10. The method recited in claim 9 wherein the first scale factor is formed as the reciprocal of the first function of a sum of a first predetermined value and the first power-related parameter, the first predetermined value being the first adjustment parameter; and the second scale factor is formed as the second function, of the reciprocal of the second power-related parameter of the one signal, raised to a second predefined value, the second predefined value being the second adjustment parameter.

11. The method recited in claim 10 wherein the second adjustment parameter has a value between zero and one.

12. The method recited in claim 10 wherein, when the output signal is scaled through the first scaling step, the first scale factor is a product of a fourth scale factor and a fifth scale factor, the fourth scale factor being a function of a reciprocal value of average power of the output signal increased by a first adjustment value corresponding to the first adjustment parameter, and the fifth scale factor being a function of a reciprocal value of a total time duration during which power of the output signal is greater than or equal to the threshold value increased by a first adjustment value corresponding to the second adjustment parameter.

13. The method recited in claim 9 wherein the first scale factor is a function of the first power-related parameter increased by a value corresponding to a third adjustment parameter.

14. The method recited in claim 13 wherein the second scale factor is derived from the first scale factor, the first and second power-related parameters are the same, and the second and third adjustment parameters are the same.

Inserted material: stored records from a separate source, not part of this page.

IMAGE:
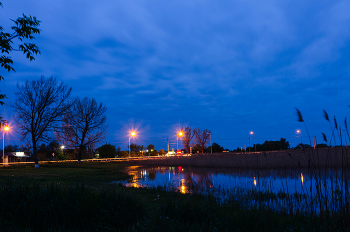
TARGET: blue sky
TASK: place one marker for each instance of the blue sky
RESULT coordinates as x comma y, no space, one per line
228,66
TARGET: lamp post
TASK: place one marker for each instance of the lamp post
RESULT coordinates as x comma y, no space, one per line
301,136
211,145
6,128
252,133
179,134
133,133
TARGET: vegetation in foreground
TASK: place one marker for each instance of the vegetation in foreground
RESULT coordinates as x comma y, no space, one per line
80,197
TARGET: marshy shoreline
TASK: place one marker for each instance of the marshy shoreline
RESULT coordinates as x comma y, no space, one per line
330,157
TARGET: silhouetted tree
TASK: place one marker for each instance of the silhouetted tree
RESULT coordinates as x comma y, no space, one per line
84,125
39,107
107,151
187,137
25,28
201,137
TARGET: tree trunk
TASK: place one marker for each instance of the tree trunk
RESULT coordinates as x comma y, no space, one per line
35,155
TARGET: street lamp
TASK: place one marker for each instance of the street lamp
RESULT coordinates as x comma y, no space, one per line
252,133
301,136
179,134
6,128
211,145
133,133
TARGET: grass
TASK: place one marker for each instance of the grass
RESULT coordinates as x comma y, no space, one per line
79,197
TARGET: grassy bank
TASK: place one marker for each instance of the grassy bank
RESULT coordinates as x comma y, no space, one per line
79,197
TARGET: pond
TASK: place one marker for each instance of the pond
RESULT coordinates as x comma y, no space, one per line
281,185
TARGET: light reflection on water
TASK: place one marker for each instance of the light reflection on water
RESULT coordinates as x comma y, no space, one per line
289,188
192,179
189,179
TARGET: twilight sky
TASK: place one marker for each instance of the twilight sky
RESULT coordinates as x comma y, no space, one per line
228,66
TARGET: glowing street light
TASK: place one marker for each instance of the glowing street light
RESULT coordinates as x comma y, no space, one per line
6,128
211,144
179,134
252,133
132,134
301,136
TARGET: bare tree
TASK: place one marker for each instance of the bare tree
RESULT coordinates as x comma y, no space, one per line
84,125
187,137
201,137
40,105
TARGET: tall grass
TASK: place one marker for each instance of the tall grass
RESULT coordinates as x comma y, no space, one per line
53,207
330,208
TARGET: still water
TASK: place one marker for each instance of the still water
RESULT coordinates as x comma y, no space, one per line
302,189
191,179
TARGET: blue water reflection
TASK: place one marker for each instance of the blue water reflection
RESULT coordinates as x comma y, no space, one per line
191,179
312,189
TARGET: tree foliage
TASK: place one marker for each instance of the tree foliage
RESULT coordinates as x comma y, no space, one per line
107,151
39,107
187,138
24,29
201,138
84,125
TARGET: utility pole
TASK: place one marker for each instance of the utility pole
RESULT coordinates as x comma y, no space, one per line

15. The method recited in claim 13 wherein the first power-related parameter comprises a component reflective of average power of the output signal increased by an adjustment value responsive to the third adjustment parameter.

16. The method recited in claim 15 further comprising the step of increasing said adjustment value by adding a noise signal having an average power, corresponding to the third adjustment parameter, to the output signal.

17. The method recited in claim 13 wherein the first scaling step comprises the step of scaling the reference signal by applying a third scale factor which is derived from the reference signal and in response to the first adjustment parameter.

18. The method recited in claim 9 wherein, when the second scaling step is performed on the first scaled signal, the second scaling step is performed as part of the first scaling step.

19. The method recited in claim 9 wherein the first power-related parameter reflects a total time duration during which power of the output signal is equal to or greater than a predefined threshold value.

20. The method recited in claim 19 wherein the total time duration in said first power-related parameter is reflected by a total number of time frames during which the power of the output signal is at least equal to the threshold value.

21. The method recited in claim 9 wherein the first power-related parameter comprises an instantaneous value, of power of the output signal, increased by an adjustment value corresponding to the first adjustment parameter.

22. The method recited in claim 21 wherein a global version of the second scale factor is applied to at least one of the differential and quality signals.

23. The method recited in claim 21 wherein the second scaling step is combined with a third scaling step by applying a third scale factor, derived from the first scale factor, to said one of the differential and the quality signals.